Między miłością a zazdrością
Trzy kobiety mieszkają w nowoczesnym wieżowcu w wielkim mieście. Nie znają się osobiście. Aż do momentu, gdy któregoś dnia Helen, znana prawniczka, wiodąca atrakcyjne i szczęśliwe życie, dostaje zaskakujący faks, od Yany, która w ten niekonwencjonalny sposób informuje Helen o swoim romansie z jej mężem. Z czasem do gry o miłość dołącza ta trzecia, najmłodsza Iris.
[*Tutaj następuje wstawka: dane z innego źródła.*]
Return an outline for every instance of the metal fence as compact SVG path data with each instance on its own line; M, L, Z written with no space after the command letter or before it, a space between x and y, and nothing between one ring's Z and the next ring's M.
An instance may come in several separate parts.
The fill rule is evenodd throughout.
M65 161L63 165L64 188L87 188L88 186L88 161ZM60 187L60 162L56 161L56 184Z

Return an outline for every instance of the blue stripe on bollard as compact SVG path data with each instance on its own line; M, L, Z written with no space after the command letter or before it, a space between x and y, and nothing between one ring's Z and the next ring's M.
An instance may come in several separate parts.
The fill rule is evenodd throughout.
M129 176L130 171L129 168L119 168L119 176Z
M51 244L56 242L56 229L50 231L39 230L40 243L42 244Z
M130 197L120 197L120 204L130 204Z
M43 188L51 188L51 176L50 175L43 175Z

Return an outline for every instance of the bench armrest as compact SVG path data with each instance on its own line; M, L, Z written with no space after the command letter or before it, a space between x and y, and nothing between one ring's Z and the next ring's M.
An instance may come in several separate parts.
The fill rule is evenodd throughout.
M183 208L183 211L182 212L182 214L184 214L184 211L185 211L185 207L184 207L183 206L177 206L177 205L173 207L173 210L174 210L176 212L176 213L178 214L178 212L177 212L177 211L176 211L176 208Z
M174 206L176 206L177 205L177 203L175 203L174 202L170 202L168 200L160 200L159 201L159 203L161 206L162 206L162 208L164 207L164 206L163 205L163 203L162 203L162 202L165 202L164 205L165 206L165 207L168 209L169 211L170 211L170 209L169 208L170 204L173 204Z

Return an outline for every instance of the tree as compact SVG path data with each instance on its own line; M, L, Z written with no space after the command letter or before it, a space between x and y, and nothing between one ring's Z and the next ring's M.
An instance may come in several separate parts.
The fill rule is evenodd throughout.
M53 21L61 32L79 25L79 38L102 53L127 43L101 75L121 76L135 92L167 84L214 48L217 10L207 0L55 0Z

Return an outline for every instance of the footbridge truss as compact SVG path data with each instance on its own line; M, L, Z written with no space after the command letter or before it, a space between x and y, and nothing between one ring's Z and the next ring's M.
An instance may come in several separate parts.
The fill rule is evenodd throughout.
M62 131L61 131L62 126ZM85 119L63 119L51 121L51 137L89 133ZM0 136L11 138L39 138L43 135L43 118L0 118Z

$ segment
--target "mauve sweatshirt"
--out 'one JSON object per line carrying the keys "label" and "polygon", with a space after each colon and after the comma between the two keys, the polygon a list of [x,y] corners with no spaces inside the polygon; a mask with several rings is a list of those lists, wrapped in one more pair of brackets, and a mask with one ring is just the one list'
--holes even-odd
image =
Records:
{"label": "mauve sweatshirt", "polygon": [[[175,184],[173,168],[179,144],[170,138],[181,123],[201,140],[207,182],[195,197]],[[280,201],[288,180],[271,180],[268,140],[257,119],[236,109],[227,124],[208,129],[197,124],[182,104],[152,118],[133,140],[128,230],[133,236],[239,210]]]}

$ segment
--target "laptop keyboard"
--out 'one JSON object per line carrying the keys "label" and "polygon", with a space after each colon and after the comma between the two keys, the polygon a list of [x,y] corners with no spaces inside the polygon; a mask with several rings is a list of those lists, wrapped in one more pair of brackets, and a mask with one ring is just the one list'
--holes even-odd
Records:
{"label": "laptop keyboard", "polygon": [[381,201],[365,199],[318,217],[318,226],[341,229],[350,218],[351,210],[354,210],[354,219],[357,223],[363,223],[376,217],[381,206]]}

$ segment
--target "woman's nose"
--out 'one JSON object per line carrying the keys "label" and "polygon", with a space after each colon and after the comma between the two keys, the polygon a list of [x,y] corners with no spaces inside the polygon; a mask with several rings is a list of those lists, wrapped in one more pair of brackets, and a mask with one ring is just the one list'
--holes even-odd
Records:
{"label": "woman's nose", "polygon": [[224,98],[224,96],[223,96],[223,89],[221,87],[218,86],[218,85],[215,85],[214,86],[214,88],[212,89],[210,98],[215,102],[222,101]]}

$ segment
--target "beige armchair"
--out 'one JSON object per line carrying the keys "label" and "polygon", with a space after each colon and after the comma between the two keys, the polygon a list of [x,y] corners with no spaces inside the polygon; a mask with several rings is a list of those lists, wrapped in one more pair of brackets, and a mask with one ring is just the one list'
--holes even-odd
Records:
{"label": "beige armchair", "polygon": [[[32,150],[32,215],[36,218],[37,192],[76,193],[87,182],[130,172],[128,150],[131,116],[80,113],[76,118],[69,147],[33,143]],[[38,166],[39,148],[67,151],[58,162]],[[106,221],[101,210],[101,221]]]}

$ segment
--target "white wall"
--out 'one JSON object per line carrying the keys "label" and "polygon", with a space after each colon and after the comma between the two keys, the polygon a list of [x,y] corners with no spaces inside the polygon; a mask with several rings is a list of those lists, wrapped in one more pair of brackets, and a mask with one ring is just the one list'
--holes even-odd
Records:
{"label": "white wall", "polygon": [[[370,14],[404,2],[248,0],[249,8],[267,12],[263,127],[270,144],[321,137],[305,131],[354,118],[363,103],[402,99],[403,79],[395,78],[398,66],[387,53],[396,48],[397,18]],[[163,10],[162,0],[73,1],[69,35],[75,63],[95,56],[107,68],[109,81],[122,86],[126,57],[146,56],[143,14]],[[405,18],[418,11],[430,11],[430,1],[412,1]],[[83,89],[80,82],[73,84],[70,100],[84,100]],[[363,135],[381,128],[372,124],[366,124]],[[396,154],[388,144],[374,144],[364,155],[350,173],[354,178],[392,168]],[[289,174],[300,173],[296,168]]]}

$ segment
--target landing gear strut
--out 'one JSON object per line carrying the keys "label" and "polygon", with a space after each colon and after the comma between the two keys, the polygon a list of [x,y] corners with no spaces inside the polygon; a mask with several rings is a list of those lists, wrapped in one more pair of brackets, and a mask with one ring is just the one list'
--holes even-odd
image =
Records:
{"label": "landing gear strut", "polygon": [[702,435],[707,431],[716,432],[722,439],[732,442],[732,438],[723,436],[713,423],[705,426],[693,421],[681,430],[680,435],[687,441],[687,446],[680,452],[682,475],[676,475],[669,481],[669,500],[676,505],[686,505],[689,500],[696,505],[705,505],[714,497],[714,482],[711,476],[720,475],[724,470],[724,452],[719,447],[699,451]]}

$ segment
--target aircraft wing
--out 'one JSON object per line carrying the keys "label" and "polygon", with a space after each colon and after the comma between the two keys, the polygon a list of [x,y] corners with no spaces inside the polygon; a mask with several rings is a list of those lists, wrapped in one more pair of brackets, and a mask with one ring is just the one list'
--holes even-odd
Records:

"Zazdrość" Esther Vilar, z dużym wdziękiem wyreżyserowana w tarnowskim teatrze przez Grażynę Barszczewską, to nie tylko historia miłości, zazdrości, bólu i zranionej dumy. To także opowieść o perwersyjnej grze, którą prowadzą trzy kobiety walczące o miłość jednego mężczyzny. Z tej gry wynika, że zazdrość może silniej angażować niż miłość. Mówi o tym Helen: "Wychwalana od wieków miłość jest bagatelą w porównaniu z tą diabelską zazdrością. Tak, zazdrość to jest szczęście".
Tę opowieść, łączącą w sobie elementy komediowe, farsowe z ironiczną refleksją na temat psychiki kobiet, zobaczymy 15 listopada o godz. 19.15 na scenie Teatru Bagatela, gdzie spektakl zaprezentuje Tarnowski Teatr im. Ludwika Solskiego. Gościnnie, w roli Helen - Grażyna Barszczewska, która powiedziała nam o bohaterkach sztuki: - "Są silnymi osobowościami, prezentującymi bardzo określone postawy, świadomymi swoich racji. Są różne, ale mają wspólny mianownik: potrafią żebrać o miłość".
Sprzedaż biletów (20-35 zł) w kasie teatru.